In my interviews with international media on the topic of self-immolation, I have always tried to emphasize one area of frequent misunderstanding: self-immolation is not suicide, and it is not a gesture of despair. Rather, it is sacrifice for a greater cause, and an attempt to press for change, as can be seen in these two peaks in self-immolation. Such an act is not to be judged by the precepts of Buddhism: it can only be judged by its political results. Each and every one of these roaring flames on the Tibetan plateau has been ignited by ethnic oppression. Each is a torch casting light on a land trapped in darkness. These names are a continuation of the protests of 2008 and a continuation of the monks’ decision that March: “We must stand up!”

Tibet is always a tricky topic to blog about because it is so not black and white. It’s important to understand how the majority of Chinese see Tibet and how they wonder why Tibet would recoil from its supposed benefactors. The Han have built schools and roads and hospitals, ended serfdom and raised the standard of living for thousands of Tibetans. Why then do so many Tibetans see the Chinese as oppressors bent on snuffing out their culture, even their language? The reality of life in Tibet is far different from that imagined by so many Chinese people. Maybe the Tibetans really were “liberated,” but many of them ask, “Liberated by whom? Liberated from what?” This fine translation sums up their despair.
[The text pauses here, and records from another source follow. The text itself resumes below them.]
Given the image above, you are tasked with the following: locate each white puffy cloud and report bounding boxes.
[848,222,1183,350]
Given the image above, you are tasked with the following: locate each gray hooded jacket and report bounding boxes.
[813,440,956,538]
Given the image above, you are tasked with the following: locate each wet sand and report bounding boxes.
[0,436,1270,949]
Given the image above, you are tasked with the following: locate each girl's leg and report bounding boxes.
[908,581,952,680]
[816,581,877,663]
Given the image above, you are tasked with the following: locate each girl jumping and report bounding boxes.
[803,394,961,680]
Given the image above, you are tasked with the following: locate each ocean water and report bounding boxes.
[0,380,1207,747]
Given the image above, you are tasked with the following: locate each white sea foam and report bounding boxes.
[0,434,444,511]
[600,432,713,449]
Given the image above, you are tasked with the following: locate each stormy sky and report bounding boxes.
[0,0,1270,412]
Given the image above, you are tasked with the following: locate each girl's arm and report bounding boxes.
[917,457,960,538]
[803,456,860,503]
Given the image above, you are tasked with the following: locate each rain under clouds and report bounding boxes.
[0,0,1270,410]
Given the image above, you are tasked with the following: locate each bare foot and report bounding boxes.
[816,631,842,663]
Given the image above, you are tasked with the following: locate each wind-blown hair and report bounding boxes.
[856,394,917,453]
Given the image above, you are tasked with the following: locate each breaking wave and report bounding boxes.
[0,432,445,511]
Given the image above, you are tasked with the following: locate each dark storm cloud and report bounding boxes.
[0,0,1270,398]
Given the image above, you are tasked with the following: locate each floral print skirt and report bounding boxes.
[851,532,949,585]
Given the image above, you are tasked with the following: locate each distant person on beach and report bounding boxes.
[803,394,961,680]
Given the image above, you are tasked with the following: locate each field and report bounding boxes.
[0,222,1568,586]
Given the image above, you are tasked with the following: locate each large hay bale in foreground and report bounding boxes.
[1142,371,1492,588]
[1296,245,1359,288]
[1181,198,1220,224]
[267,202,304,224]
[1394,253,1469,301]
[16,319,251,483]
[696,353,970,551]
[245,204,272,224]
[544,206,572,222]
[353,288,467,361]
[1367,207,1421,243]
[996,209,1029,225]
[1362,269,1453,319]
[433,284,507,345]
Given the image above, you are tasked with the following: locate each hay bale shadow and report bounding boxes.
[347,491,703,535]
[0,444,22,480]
After the 2008 protests, a “patriotic education” program, forcing monks to denounce the Dalai Lama openly, was intensified and expanded beyond Lhasa to cover every monastery across Tibet. Outside of the temples, the people of Tibet face regular searches of their residences: images of the Dalai Lama are confiscated from their homes, and there have even been cases of believers being imprisoned simply for having a photograph of His Holiness.

Second, the ecosystem of the Tibetan Plateau is being systematically destroyed. The state has forced thousands to leave behind the sheep, grasslands, and traditions of horseback riding with which they have practiced for millennia to move to the edges of towns, where they remain tied to one place. In their wake, a sea of Han workers has arrived from across the country armed with blueprints, bulldozers, and dynamite. They have immediately gone to work on the empty grasslands and rivers, mining copper, gold, and silver, building dams, and polluting our water supply and that of Asia as a whole….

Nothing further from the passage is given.